光 たるみ治療

光によるシワ・タイトニング治療の限界

非侵襲的なシワ・タイトニング治療の作用起序として、表皮を冷却等により温存し、同時に照射される光エネルギーによって真皮層以下を加熱、創傷治癒反応を利用して線維芽細胞を刺激することでコラーゲンファイバーの産成を促し、再構築させるといったものが一般的です。
このとき、真皮層以下の組織にいかに安全で、尚且つ充分な熱を与えられるかが、シワ・タイトニング治療において非常に重要なポイントとなると考えられています。
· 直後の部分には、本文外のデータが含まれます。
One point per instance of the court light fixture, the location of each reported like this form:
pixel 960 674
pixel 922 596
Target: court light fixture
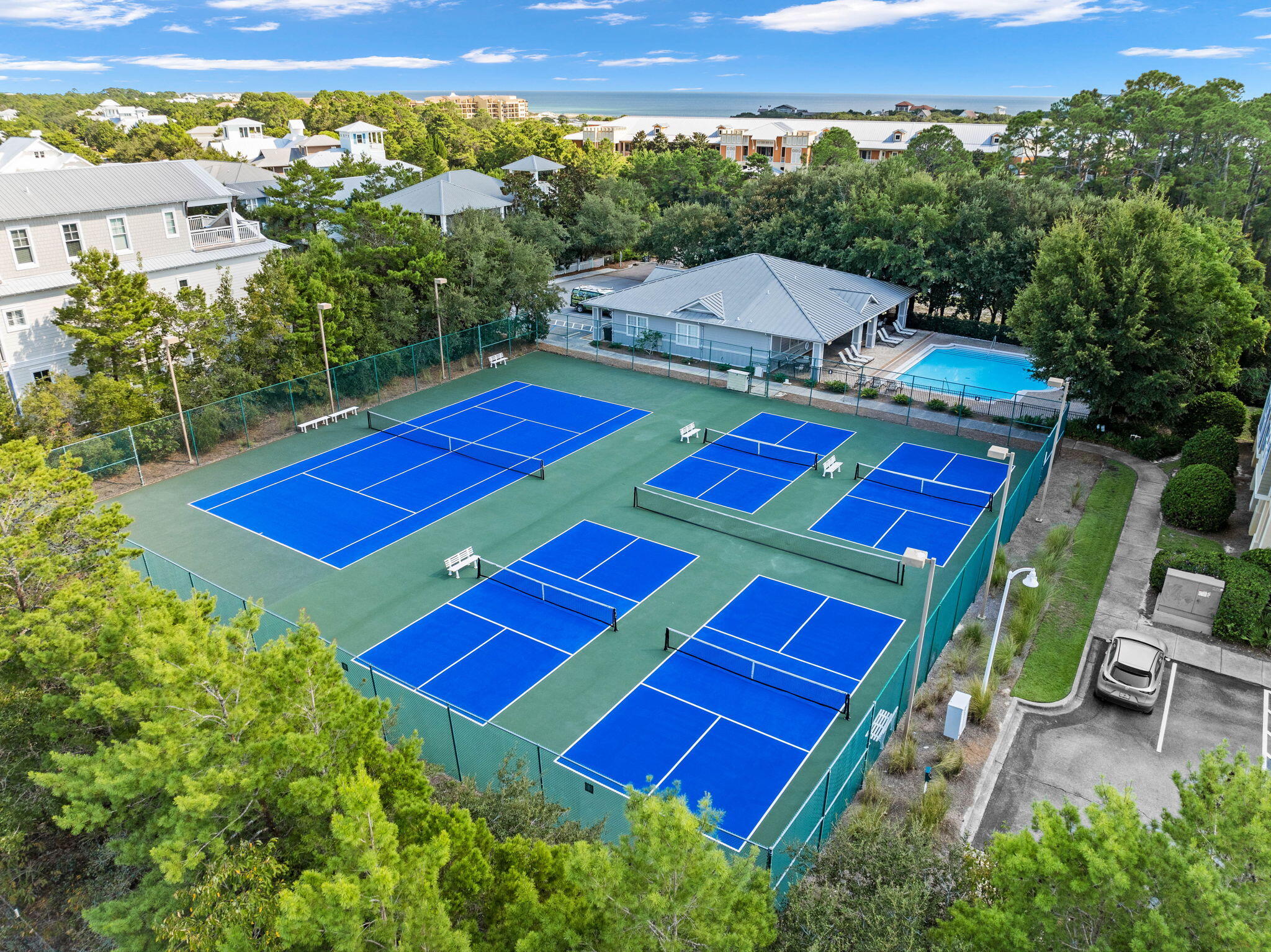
pixel 917 559
pixel 1007 456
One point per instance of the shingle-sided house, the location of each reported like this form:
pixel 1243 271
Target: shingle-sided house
pixel 754 304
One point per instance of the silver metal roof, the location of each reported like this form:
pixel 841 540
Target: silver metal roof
pixel 764 294
pixel 37 195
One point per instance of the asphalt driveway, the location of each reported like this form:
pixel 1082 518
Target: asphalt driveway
pixel 1063 757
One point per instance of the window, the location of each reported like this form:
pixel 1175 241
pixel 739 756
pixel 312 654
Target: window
pixel 688 335
pixel 71 240
pixel 22 251
pixel 120 234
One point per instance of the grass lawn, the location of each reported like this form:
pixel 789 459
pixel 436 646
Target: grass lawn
pixel 1171 538
pixel 1051 665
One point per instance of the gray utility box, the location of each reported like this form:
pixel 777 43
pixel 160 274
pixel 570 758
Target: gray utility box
pixel 1188 601
pixel 955 716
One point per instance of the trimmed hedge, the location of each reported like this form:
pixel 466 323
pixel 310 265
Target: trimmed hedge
pixel 1213 408
pixel 1199 497
pixel 1214 446
pixel 1245 599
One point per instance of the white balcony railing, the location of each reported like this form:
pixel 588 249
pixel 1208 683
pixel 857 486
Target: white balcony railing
pixel 241 233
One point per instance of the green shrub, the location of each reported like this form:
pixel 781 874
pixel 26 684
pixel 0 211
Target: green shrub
pixel 1199 497
pixel 1213 408
pixel 1214 446
pixel 1245 598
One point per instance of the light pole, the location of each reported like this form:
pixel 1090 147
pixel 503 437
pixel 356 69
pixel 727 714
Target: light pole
pixel 917 559
pixel 168 341
pixel 326 362
pixel 436 307
pixel 998 453
pixel 1054 451
pixel 1030 583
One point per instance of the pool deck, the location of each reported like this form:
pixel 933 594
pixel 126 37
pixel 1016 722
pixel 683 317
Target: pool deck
pixel 889 359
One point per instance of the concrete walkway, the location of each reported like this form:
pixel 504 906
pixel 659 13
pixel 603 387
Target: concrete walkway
pixel 1121 605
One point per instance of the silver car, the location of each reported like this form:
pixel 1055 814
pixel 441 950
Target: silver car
pixel 1131 670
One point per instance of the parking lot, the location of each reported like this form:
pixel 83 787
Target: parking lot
pixel 1063 757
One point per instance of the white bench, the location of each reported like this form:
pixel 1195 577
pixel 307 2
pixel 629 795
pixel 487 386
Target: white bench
pixel 460 561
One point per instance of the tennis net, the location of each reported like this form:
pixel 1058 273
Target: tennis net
pixel 869 562
pixel 758 671
pixel 759 447
pixel 951 492
pixel 493 456
pixel 550 594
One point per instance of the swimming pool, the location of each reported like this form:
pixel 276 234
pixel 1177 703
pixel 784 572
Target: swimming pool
pixel 986 374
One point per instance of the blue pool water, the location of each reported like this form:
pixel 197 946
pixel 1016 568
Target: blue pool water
pixel 984 374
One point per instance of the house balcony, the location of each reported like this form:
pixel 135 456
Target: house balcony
pixel 205 235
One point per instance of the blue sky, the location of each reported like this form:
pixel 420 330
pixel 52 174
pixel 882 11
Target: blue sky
pixel 1022 47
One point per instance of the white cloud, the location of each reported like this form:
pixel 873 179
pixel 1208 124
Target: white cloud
pixel 485 55
pixel 179 61
pixel 315 9
pixel 1205 52
pixel 52 65
pixel 74 14
pixel 838 16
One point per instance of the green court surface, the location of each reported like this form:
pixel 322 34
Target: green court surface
pixel 360 605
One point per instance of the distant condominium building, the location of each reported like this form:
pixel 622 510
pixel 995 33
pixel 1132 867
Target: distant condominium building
pixel 787 144
pixel 501 107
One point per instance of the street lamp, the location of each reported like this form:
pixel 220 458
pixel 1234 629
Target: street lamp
pixel 436 307
pixel 998 453
pixel 326 362
pixel 1030 583
pixel 917 559
pixel 168 341
pixel 1055 382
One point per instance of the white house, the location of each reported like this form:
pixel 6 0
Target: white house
pixel 34 154
pixel 171 219
pixel 125 117
pixel 742 310
pixel 786 143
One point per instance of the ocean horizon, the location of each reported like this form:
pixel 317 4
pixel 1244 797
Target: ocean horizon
pixel 703 103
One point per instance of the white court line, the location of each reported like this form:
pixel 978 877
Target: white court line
pixel 701 737
pixel 1170 697
pixel 359 492
pixel 724 717
pixel 514 631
従来のNon-Ablative Skin Rejuvenationレーザー(主に赤外線レーザー)は、上記のメカニズムを用いて真皮乳頭層付近のコラーゲンの再構築によって極めて浅いレベルのシワやスキンテクスチャの改善を行えることが報告されていました。しかしながら光はクロモファー(色素、水等)に吸収され、対数関数的に減衰するという特性上、光エネルギー単独でのたるみや小ジワといった真皮中層~深層へのアプローチには限界があったと言えます。(図1)

フォトRFリファーム(赤外線+RF)のメカニズム

波長700~2000nmの赤外線(IR)とRFを組み合わせたフォトRFリファームは、はじめに皮膚を赤外線で加熱、その後RFによって真皮全体に均一な熱エネルギーを与えます。
表皮はコンタクトクーリングによって温存されています。
加熱された真皮全層の創傷治癒過程におけるコラーゲンの増生・リモデリングにより、肌の引き締めやハリ感のアップが期待できるスキンタイトニング治療です。

リファームで用いられる赤外線のクロモファーは水で、メラニンやヘモグロビンといった色素への吸収はきわめて低いため、肌の色に影響されることなく真皮までエネルギーが到達し、真皮内で熱エネルギーに変換されます。
組織のインピーダンス(電気抵抗)により発生する熱量が変化するRFは、Selective Electro-thermolysisの理論を応用し、ターゲットとする真皮層に予め赤外線で余熱を与えておくことで選択的に温度を上昇させると考えられています。(図-2)


一時的な浮腫による肌のハリ感、リフトアップ効果が治療直後から実感でき、治療を複数回繰り返すことで自己のコラーゲン増生・リモデリングが起こり、長期にわたるタイトニング効果が期待できます。

臨床試験の結果

カナダとオーストラリアの2施設で行われたシワの改善度に対する試験では、改善度の平均が50%でした。(3名の医師による写真評価)
また、患者31名の満足度は、10段階評価で平均7.0であり、シワの改善率と患者満足度の高さは非常に強い相関関係にあることが示されました。
この試験において軽度の浮腫とエリスマ以外の副作用は認められませんでした。

現代の患者ニーズを捉えた満足度の高い治療

ELOSテクノロジーを用いたコラーゲンのリモデリング効果は、すでに波長900nmのダイオードレーザーとRFの組み合わせであるポラリス(イスラエル/Syneron Medical)においても、 顔のたるみやテクスチャの改善に安全性と効果が立証されています。

フォトRFリファームは、患者満足度が高い治療であることが特徴であると言えます。
その理由として、従来の治療に比較して痛みが少ない、治療直後から速効性のあるハリ感やリフトアップ効果を実感できるといったことが挙げられます。
実際に、治療を半分(半顔)終えた状態で患者に鏡を見せると「目がパッチリ大きく見える」、「鼻唇溝が浅く目立たなくなる」、「フェイスラインがシャープになる」などといった変化を多くの患者が実感するようです。